British artist Sir John Lavery, R.A., R.S.A., R.H.A., (1856-1941) took a long working holiday in Morocco during the early part of 1920,visiting Fez, Rabat, Marrakesh and Tangier before moving to Cap Ferrat in France.

Lavery was familiar with Tangier having first visited in 1891 and later in 1892 and 1893. It was in Tangier he painted huge canvases such as A Moorish Dance, 1892 and The White City.

According to Kenneth McConkey, writing for Art Daily:

These were dangerous times. Kidnap was a frequent occurance and two prominent British members of the community, Walter Harris and Kaid MacLean had suffered at the hands of the local brigand, El Raisuli.

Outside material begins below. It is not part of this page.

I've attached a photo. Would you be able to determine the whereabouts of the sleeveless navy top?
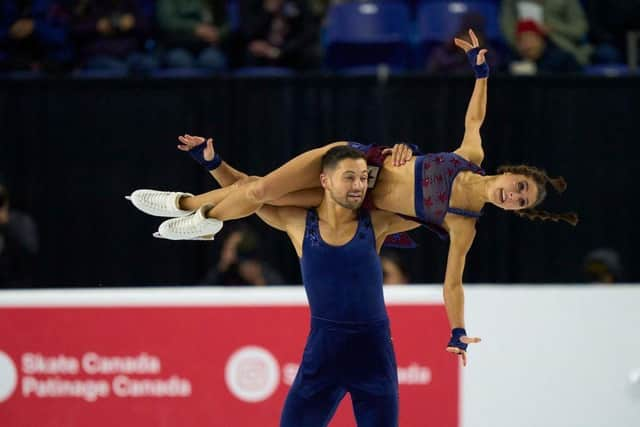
[414,153,485,239]
[300,209,387,323]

Although Tangier was an international protectorate and the centre of diplomatic intrigue, Morocco was notoriously volatile and it only achieved stability after the French invasion of 1912. Ironically it was a net beneficiary of the Great War, when the French authorities employed German prisoners to build roads and bridges. When Lavery first arrived, passengers were unloaded into rowing boats from ships moored in Tangier Bay, but now, in 1920, the new harbour, built under the Medina, was fully operational and motor vehicles were an increasingly common sight. It was therefore a changing city to which Lavery returned after the war. His sojourn in the city coincided with three events. Firstly, he and Hazel attended the wedding of his former model, Mary Auras, who was now living in Morocco. Secondly, the German Legation was closed on 15 January and the building facing into the souk was handed over to the Moroccan government – with an impressive military parade. And finally, on 6 Febraury, there was the sad ceremonial of the funeral of Kaid Maclean – soldier, expatriate Scotsman, Sultan's envoy, local hero and friend of the painter – when the whole city was in mourning. Lavery painted these latter events with great gusto. Despite the social round, the artist sought quieter moments, painting at least one rooftop scene, several 'moonlight' sketches and views of the beach and souk, reprising earlier compositions.


There are however very few pictures that sum up the relaxed ambience of his domestic setting more than My Studio Door, Tangier, where the painter's wife, Hazel, basks on a reclining chair, and a girl, probably her daughter, Alice, leans against the wall in the foreground. Other unidentified members of the entourage are seen on the left. The work recalls earlier lush Tangier garden scenes. In the days before the war Lavery had painted the resplendent My Garden in Morocco, 1911 (Private Collection) and Under the Palm Tree, 1912 (Private Collection, see McConkey 1993, plate 119). These show the painter's wife with a younger Alice under the bougainvilleas on the terrace at Dar-el-Midfah. At this time, mirroring the large Artist's Studio, 1913 (National Gallery of Ireland) he also painted In Morocco, 1912 (National Gallery of Victoria, Melbourne), showing Hazel, Alice, the painter's daughter Eileen and an Arab servant, Ben Ali Rabbati (see also Sotheby's 9 May 2007, lot 47). Thoughts of these sunlit Tangier idylls were clearly in his mind when Lavery turned to the present work. Its unusual symmetrical composition, with Moorish arch and dark central rectangular doorway imitating the proportions of the canvas, almost forms a picture-within-the-picture. Window apertures, fronds and parapet walls frame the entrance while the figures are randomly distributed. Hazel reclining with parasol, recalls a motif borrowed from My Garden in Morocco and The Thames at Maidenhead, c.1914 (Private Collection). Once more a dramatic sunshade disc supports the pictorial drama of balancing shapes and rectangles. Where the artist-reporter had often depicted passing events, here there is stasis, the dark well of the studio beckons and his models await.

Sotheby's will sell Sir John Lavery's My Studio Door, Tangier at Gleneagles Hotel in Scotland on the evening of Tuesday, August 26. It is expected to fetch between £400,000 and £600,000.